Big IO and Load during Migrate an VM 6.4-15

Bidi

Renowned Member
Feb 12, 2016
109
2
83
37
Hello Guys,

I have a problem with a node and i dont understand why dose it makes like this.

When i migrate an VM to the server, the entire server is slowly or not responding.
The server is on an cluster with another 5 servers, network is 10GB.

I made test migrating same VM om another nodes and the only problem is with the node i`m facing this issues, other nodes not a problem at all.

All the servers ar the same spec, configs, disk...etc all the same.

During migrating on the problem node i sow this witch Read/Write is small but IO is big .

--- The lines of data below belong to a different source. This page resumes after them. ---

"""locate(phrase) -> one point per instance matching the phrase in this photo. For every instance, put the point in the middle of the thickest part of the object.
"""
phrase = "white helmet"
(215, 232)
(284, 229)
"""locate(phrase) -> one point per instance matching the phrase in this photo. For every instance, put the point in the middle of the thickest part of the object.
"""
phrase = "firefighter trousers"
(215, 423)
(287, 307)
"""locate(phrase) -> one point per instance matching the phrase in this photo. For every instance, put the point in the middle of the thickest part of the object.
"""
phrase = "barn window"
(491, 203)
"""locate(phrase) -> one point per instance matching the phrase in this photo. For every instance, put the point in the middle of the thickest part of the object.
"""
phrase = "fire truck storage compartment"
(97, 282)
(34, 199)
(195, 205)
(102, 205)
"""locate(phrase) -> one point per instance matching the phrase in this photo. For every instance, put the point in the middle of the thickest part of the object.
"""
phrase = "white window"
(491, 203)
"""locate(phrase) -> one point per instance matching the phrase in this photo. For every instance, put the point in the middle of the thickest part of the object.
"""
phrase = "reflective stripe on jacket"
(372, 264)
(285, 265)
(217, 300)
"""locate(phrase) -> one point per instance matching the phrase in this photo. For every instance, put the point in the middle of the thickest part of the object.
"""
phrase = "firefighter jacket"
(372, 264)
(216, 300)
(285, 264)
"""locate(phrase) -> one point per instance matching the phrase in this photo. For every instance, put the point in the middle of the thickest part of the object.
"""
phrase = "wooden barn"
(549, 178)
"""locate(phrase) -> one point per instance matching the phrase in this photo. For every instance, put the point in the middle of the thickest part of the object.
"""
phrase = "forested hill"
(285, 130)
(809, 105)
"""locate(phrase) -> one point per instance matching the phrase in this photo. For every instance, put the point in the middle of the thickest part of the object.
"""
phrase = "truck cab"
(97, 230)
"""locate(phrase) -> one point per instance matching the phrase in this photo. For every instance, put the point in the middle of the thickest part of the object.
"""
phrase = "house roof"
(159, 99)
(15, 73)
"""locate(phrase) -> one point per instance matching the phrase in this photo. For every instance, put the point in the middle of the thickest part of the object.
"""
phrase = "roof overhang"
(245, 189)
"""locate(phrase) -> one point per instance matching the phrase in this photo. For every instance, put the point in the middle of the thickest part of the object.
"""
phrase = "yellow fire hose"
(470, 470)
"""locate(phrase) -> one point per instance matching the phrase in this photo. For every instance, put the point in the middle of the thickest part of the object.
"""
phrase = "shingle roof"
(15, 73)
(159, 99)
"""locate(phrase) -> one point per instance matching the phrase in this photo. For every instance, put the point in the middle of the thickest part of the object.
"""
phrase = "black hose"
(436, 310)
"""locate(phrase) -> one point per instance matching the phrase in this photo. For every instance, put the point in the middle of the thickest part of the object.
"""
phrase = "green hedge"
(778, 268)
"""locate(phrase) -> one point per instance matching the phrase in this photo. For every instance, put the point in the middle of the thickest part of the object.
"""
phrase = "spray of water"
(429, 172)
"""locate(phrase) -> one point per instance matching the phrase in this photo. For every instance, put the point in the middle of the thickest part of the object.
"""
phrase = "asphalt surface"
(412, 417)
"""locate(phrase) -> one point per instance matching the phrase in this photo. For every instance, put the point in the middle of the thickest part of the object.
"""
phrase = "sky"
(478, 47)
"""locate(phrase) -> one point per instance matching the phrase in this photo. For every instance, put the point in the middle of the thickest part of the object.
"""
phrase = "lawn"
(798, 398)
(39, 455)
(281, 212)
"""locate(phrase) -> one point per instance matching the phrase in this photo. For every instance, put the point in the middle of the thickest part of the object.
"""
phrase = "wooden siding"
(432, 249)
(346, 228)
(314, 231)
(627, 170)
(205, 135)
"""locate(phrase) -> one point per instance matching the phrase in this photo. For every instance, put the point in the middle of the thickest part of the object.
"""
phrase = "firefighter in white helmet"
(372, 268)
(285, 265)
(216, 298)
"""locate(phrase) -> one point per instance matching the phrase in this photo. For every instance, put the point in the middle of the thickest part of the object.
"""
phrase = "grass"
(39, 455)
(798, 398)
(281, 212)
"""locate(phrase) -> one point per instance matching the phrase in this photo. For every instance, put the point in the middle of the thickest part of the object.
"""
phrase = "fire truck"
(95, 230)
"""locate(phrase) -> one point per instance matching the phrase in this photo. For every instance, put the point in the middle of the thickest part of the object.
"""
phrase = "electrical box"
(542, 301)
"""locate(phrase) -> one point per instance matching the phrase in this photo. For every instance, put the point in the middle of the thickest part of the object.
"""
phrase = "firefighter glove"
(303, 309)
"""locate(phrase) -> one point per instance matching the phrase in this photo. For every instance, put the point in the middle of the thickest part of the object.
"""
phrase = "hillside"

On summary server has IO delay 58.28% , the problem is i dont even know where to identify/check the problem

48 x Intel(R) Xeon(R) CPU E5-2690 v3 @ 2.60GHz (2 Sockets)
Kernel Version

Linux 5.4.157-1-pve #1 SMP PVE 5.4.157-1 (Mon, 29 Nov 2021 12:01:44 +0100)
PVE Manager Version

pve-manager/6.4-15/af7986e6

RAID10 - SSD Kingston DC500M 1.92TB


Total DISK READ: 888.26 K/s | Total DISK WRITE: 12.53 M/s
Current DISK READ: 881.39 K/s | Current DISK WRITE: 17.89 M/s
TID PRIO USER DISK READ DISK WRITE SWAPIN IO> COMMAND
47539 be/4 root 0.00 B/s 290.74 K/s 0.00 % 99.99 % dd of=/var/lib/vz/images/245/vm-245-disk-0.raw conv=sparse bs=64k
418 be/4 root 0.00 B/s 0.00 B/s 0.00 % 99.99 % [kswapd1]
417 be/4 root 0.00 B/s 0.00 B/s 0.00 % 99.99 % [kswapd0]
31003 be/4 root 0.00 B/s 0.00 B/s 0.00 % 99.99 % [kworker/u97:0+flush-253:2]
26735 be/4 root 20.60 K/s 0.00 B/s 0.00 % 99.99 % perl -T /usr/bin/pvesr run --mail 1
992 be/3 root 0.00 B/s 0.00 B/s 0.00 % 99.99 % [jbd2/dm-2-8]
648 be/3 root 0.00 B/s 0.00 B/s 0.00 % 35.41 % [jbd2/dm-1-8]
22804 be/3 root 0.00 B/s 13.74 K/s 0.00 % 12.13 % [jbd2/loop1-8]
987 be/3 root 0.00 B/s 36.63 K/s 0.00 % 7.23 % [jbd2/sdb1-8]
 
Hello Guys,

I have a problem with a node and i dont understand why dose it makes like this.

When i migrate an VM to the server, the entire server is slowly or not responding.
The server is on an cluster with another 5 servers, network is 10GB.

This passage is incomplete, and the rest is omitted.